I recently wrote a short entry on saw handle hang angles in which I alluded to providing a more technical analysis of the topic. After a few late nights, that analysis is ready to present in this post. This will be a bit more technical than the first one, and possibly of even less general interest.
If there is one concept that is drilled into the head of every engineering student, it is that the solution of any problem begins with the construction of a free body diagram that clearly shows all of the forces and their locations. The validity of the solution depends on the accuracy of this diagram.
The free body diagram of a backsaw is the starting point of this analysis. The remainder of it is largely a more rigorous confirmation of what was already covered in the first post. The major difference is the inclusion of the weight of the saw in the analysis. While this does not change our original findings, it does provide a third principle to take away from this mathematical exercise.*
This principle being that, as the weight of a saw increases, the teeth “bite” more deeply into the wood, allowing a greater proportion of the sawyer’s thrust to be directed parallel to the toothline (and less of it downward) by lowering the hang angle of the handle.
To avoid rendering issues, the free body diagram and its solution are presented in the following pdf file:
*In the event that you do not recall, or did not read (and who can blame you), the first two principles enumerated in the initial post, they are repeated below. -Ed.
“The first principle being that a saw with a higher hang angle will necessitate either adopting a more upright stance, lowering your work, angling the toe of the saw up, or some combination thereof. This assumes you are interested in the proper mechanics of sawing.
The second principle being that, ceteris paribus, as the hang angle increases, the rake angle needs to be relaxed to avoid difficulty in starting and catching in the middle of the stroke. This effect is much greater in rip saws than in crosscut saws.”

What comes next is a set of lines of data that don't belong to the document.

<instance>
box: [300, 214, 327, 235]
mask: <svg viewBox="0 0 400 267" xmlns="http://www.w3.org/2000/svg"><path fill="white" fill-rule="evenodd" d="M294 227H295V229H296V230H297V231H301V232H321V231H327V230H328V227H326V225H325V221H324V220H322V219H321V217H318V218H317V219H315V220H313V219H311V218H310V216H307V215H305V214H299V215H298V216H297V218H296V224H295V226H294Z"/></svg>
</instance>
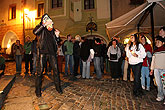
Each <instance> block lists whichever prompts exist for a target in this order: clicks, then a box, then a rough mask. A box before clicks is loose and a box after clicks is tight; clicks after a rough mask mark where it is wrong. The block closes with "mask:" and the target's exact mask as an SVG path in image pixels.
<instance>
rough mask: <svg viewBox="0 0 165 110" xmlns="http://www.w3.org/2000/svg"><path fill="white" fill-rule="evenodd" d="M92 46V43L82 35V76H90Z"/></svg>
mask: <svg viewBox="0 0 165 110" xmlns="http://www.w3.org/2000/svg"><path fill="white" fill-rule="evenodd" d="M90 48H91V45H90V43H89V41H88V40H87V39H85V38H84V37H82V44H81V50H80V57H81V60H82V64H83V70H82V78H84V79H85V78H87V79H89V78H90V61H91V60H90Z"/></svg>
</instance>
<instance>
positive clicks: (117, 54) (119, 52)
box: [107, 39, 121, 80]
mask: <svg viewBox="0 0 165 110" xmlns="http://www.w3.org/2000/svg"><path fill="white" fill-rule="evenodd" d="M107 55H108V57H109V61H110V69H111V75H112V80H114V78H116V79H117V80H119V77H120V73H119V72H120V71H119V70H120V66H119V58H120V57H121V52H120V48H119V47H118V46H117V40H115V39H113V40H112V46H110V47H109V48H108V52H107Z"/></svg>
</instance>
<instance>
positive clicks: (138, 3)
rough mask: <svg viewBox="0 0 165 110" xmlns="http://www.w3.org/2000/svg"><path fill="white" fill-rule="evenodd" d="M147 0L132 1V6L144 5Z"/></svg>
mask: <svg viewBox="0 0 165 110" xmlns="http://www.w3.org/2000/svg"><path fill="white" fill-rule="evenodd" d="M145 1H146V0H130V4H131V5H141V4H142V3H144V2H145Z"/></svg>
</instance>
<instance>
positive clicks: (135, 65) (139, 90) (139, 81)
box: [131, 63, 142, 94]
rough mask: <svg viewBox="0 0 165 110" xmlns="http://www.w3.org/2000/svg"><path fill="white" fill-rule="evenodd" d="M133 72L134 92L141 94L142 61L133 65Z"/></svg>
mask: <svg viewBox="0 0 165 110" xmlns="http://www.w3.org/2000/svg"><path fill="white" fill-rule="evenodd" d="M131 68H132V71H133V74H134V87H133V93H134V94H139V93H140V92H141V90H142V88H141V81H140V77H141V68H142V63H138V64H136V65H131Z"/></svg>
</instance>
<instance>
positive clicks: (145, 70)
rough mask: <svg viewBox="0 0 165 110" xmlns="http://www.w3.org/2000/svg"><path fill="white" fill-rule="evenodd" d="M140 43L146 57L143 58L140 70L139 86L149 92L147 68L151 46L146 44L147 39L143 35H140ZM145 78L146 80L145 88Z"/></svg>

**A reader pointed out a mistake in the original version of this pdf. It has since been corrected. In the second to last paragraph, the first sentence began “Seeing that Fc can be …”. Fc has been replaced with Fb. -Ed., 30 April 2014
Thank you for the excellent article on the hang angle
I have read a number of article on the subject but they where so vague they did not say any thing
I know on older saws the angle seams to be ~0 degreed are you aware of the reason newer saw have a high hang angle?
I’m not sure why that change happened. Matt Cianci (The Saw Blog) might be a good person to ask. His knowledge of saw history is much greater than mine, and he is always happy to talk about them. You should be able to find his contact info on his website; if not, let me know and I will get it to you.
Hang angle, as I measure it (and there is no standard definition, so others will do it differently), wasn’t quite 0 degrees. Referring back to an older post, the tenon saw in Smith’s key has a hang angle of about 16 degrees. How accurately this drawing reflects the actual saws is something I do not know. The Seaton Kenyon tenon saw (which I believe is pretty accurate), has a hang angle of about 22 degrees.
This 18 inch Disston saw has a hang angle of about 26 degrees.
It also seems (based on casual observation, and not actual measurements) that early, smaller backsaws (particularly dovetail saws) tended to have higher hang angles than later ones.
I’m not sure what to take away from all of this, but it would be interesting to look into it further.
Well I take my hat off to you sir. I can’t tell you how many times I’ve said to myself whilst filing saws “There must a formula for all this” and now you’ve come up with three. LOL. I’m going to re-read your PDF a few more times before thinking about posting a comment though.
Regarding Patrick’s question, I’ve often wondered whether saw manufacturers started producing saws with a higher hang angle because people’s ability to sharpen them properly was decreasing. The higher hang angle would assist in keeping the teeth engaged in the wood due to the increase in downward force even when the teeth were less than sharp. Then again, the rake was also relaxed on later saws, so I’m not sure that theory holds water. I’ve also wondered whether the fact that carpenters found themselves working more with softwoods influenced the design of saws and their tooth geometry in later years.
Great post Isaac.
Great post! Exactly what I was looking for, so it saved me reading a bunch of other likely inadequate posts. I used to teach free body diagrams when in grad school and you would get an “A”. But only a 98, because there is a typo in the third word of the second to last paragraph, which makes the statement incorrect. You mean Fb, don’t you? 😉
Prof. Ghosn, is that you?
Sorry, he was my Mechanics professor, and I am still haunted by what was drilled into our heads in that classroom. In a good way, of course.
Thanks for pointing that out. You are right, and I have updated the pdf. Thank you for taking the time to read and correct it. It is appreciated.